絵画は二次元の平面であるとされます。しかし実際のところ、画面の凸凹や絵具と支持体(カンヴァスや木枠)の積み重なった構造を考えると、絵画はかならずしも平坦なわけではなく、きわめて立体的なつくりをしています。今回のコレクション展ではさまざまな凸凹を絵画制作の手掛かりとしている作家の作品をご覧いただきます。
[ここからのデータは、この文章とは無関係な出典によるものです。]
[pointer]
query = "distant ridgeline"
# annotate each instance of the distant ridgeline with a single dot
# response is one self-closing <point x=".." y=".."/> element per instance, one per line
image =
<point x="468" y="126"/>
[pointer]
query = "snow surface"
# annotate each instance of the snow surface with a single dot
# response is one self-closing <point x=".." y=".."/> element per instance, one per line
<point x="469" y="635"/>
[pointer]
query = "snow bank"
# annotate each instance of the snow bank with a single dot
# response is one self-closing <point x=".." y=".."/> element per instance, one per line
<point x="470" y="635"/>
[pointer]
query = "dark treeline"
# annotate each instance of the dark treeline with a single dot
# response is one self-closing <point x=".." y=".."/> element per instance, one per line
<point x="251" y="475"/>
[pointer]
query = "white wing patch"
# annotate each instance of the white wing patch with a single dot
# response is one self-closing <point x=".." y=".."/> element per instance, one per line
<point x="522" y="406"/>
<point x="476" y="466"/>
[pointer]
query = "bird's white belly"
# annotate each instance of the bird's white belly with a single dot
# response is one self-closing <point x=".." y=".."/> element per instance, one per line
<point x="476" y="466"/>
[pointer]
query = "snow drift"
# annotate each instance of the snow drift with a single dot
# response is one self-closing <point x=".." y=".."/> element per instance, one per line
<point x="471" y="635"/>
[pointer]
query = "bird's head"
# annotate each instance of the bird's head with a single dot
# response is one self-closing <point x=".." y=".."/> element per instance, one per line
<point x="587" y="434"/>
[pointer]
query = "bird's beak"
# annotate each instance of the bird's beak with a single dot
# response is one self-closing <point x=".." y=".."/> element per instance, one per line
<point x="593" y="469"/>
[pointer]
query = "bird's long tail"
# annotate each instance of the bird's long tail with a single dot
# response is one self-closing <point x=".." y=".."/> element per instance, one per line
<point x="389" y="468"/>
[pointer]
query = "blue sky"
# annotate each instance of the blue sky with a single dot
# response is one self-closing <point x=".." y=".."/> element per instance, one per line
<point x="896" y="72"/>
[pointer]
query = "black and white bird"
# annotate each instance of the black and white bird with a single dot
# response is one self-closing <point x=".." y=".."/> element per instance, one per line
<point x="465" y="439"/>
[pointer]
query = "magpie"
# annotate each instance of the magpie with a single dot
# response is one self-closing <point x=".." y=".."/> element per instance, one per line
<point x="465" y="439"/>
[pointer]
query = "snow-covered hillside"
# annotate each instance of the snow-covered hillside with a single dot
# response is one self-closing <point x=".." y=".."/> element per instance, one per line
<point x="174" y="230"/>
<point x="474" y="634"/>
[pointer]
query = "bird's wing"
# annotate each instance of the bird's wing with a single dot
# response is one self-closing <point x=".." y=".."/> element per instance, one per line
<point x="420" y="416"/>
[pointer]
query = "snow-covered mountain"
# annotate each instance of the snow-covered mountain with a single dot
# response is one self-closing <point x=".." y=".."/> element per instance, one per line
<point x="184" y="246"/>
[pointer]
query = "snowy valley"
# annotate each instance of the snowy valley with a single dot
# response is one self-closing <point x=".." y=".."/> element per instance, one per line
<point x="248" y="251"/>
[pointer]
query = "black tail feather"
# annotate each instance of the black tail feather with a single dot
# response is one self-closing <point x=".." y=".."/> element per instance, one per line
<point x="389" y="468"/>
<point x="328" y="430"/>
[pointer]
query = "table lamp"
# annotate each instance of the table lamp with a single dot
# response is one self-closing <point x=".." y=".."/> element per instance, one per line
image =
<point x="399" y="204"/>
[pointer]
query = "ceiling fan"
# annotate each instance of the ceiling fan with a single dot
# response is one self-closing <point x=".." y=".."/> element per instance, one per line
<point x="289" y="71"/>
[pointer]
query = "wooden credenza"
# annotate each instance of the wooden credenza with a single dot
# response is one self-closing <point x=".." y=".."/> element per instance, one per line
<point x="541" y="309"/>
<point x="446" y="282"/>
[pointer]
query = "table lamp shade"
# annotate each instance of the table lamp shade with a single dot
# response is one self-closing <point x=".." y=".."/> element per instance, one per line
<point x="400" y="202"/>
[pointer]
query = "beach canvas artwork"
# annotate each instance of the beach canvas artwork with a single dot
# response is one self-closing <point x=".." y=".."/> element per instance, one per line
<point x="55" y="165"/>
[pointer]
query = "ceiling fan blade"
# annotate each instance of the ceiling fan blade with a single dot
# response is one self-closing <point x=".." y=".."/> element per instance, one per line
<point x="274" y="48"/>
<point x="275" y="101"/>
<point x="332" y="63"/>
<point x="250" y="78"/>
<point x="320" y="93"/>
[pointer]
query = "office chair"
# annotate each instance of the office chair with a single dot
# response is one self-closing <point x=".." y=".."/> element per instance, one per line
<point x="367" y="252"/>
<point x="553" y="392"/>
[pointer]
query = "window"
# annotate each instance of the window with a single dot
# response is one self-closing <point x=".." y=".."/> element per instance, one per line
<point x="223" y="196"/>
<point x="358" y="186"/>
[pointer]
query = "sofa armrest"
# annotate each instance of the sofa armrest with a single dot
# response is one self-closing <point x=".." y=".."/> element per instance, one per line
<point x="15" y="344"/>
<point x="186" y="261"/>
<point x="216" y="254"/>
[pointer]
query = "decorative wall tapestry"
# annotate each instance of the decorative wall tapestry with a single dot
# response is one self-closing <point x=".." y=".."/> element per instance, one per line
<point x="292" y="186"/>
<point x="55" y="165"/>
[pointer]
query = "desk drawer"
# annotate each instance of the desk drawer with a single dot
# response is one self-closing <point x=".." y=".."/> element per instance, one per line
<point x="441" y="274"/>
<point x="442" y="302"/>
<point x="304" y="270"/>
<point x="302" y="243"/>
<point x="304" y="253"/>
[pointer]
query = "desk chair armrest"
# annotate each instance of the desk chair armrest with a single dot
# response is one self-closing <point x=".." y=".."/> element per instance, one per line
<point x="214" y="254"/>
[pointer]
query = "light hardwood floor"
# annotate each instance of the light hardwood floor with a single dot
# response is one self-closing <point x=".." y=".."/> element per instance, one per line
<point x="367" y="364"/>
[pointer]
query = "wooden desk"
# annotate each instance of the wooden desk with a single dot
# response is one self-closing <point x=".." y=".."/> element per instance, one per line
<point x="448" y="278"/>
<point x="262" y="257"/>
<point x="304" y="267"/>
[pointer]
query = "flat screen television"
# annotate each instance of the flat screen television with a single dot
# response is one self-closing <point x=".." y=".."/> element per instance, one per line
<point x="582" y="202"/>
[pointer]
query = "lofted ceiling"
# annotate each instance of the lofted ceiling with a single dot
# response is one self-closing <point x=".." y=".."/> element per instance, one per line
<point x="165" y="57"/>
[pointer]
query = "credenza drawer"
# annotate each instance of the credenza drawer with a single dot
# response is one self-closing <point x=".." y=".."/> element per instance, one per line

1960-1970年代、絵画や彫刻といった芸術のカテゴリーをふくめ、あらゆる概念が厳しく問い直されるなか、画家たちは身近な手元から、日用品などのチープな素材から、空間や言語の成り立ちからといった、さまざまな角度から絵画の表現を検証するようになります。そのとき彼らは、平面と空間の凸凹の関係をあらためて見つめることで、従来の絵画のあり方を乗り越え、新しい時代のための方法を模索しました。ここでは1970年代以降に主に絵画制作を行っている6人の作家をとりあげ、それぞれの方法を紹介します。
豊田市美術館はひとりの作家の作品を収蔵するにあたって、その作家の展開を追えるように複数点の作品を収蔵することを目指してきました。本展ではその特徴を活かした「一展示室、一作家」の構成で、20世紀後半からの絵画の方法を探ります。